A major legal obstacle is the prewar code in which the state of Japan unilaterally declared that it would be absolved of the crimes of its wars of colonisation. The government has also declared that while it has "feelings of apology and remorse", compensation is out of the question because it was dealt with in several treaties Japan signed after its defeat in the second world war.

However, to ward off pressure and criticism, the government set up the Asian Peace and Friendship Fund for Women, commonly known as the Asian Women's Fund. Yamazaki and other campaign activists are opposed to the fund. They point out that the basis of the fund is the refusal of the government to grant individual compensation to the women.

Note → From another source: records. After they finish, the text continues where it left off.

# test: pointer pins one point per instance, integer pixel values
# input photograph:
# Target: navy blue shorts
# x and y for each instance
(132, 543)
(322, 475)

The fund consists of two projects. One is a "civil fund" which collects donations from the public, with the government having only the responsibility of administering the fund and handing out sums of money to the former "comfort women". Yamazaki points out that the purpose of this is to "erase state responsibility".

The other project is to allocate official development assistance (ODA, notorious for being used by the government to get favoured market access in south-east Asia) to women's non-government organisations. According to Yamazaki, the purpose of these projects "is to silence victims by donations and to silence women's human rights NGOs with ODA funds".

Recently the fund was engulfed by scandal when documents were discovered showing that its chairperson was one of the government officials responsible for destroying the files on the "comfort women" at the end of the war. Several top Japanese state officials and politicians are suspected of having set up "comfort stations". Former prime minister Nakasone in his autobiography admits to having done so.

Yamazaki was particularly critical of the role of the former Japan Socialist Party (now renamed the Social Democratic Party of Japan). "They were involved in this movement. But after going into the coalition government, they backtracked. They created the Asian Women's Fund. The LDP [Liberal Democratic Party, the main capitalist party in government] didn't want to do anything. But the Social Democrats said that they should do something and set up the fund and appointed its chairperson."

Yamazaki believes that it's important to step up the campaign in the next few months. August 15 (the date of the Japanese defeat in the second world war) is the deadline for the Asian Women's Funds recommendations. Activists are expecting the fund to start making financial offers of compensation to the women in July. These offers are aimed at placating the women, with the hope that the campaign will die down.

Many of the women who have come out in public are over 70 years of age and live in poverty. It's very likely that some will accept the offer. But, according to Yamazaki, many other will not. The campaign is trying to provide financial support to the women so that they will not be forced into accepting the money and stop pursuing their overall aims — the Japanese government accepting full responsibility for its crimes against the women and compensating them accordingly.

Another immediate focus is to win international support for the recommendations of the "Coomaraswamy report" — by the UN commissioned special rapporteur on violence against women. The Japanese government has refused to endorse the report, in particular its addendum, which looks at the issue of "comfort women".

While the campaign in Japan acknowledges that the damage suffered by the women cannot be "converted" into monetary amounts, the Japanese woman plaintiff is demanding 120 million yen compensation from the courts. This is based on the pensions paid to the families of Japanese war criminals.

The campaign also has a draft letter of apology which it insists the prime minister send to the women for, as the letter states, "the psychological as well as physical pain that the State of Japan inflicted during and after the war".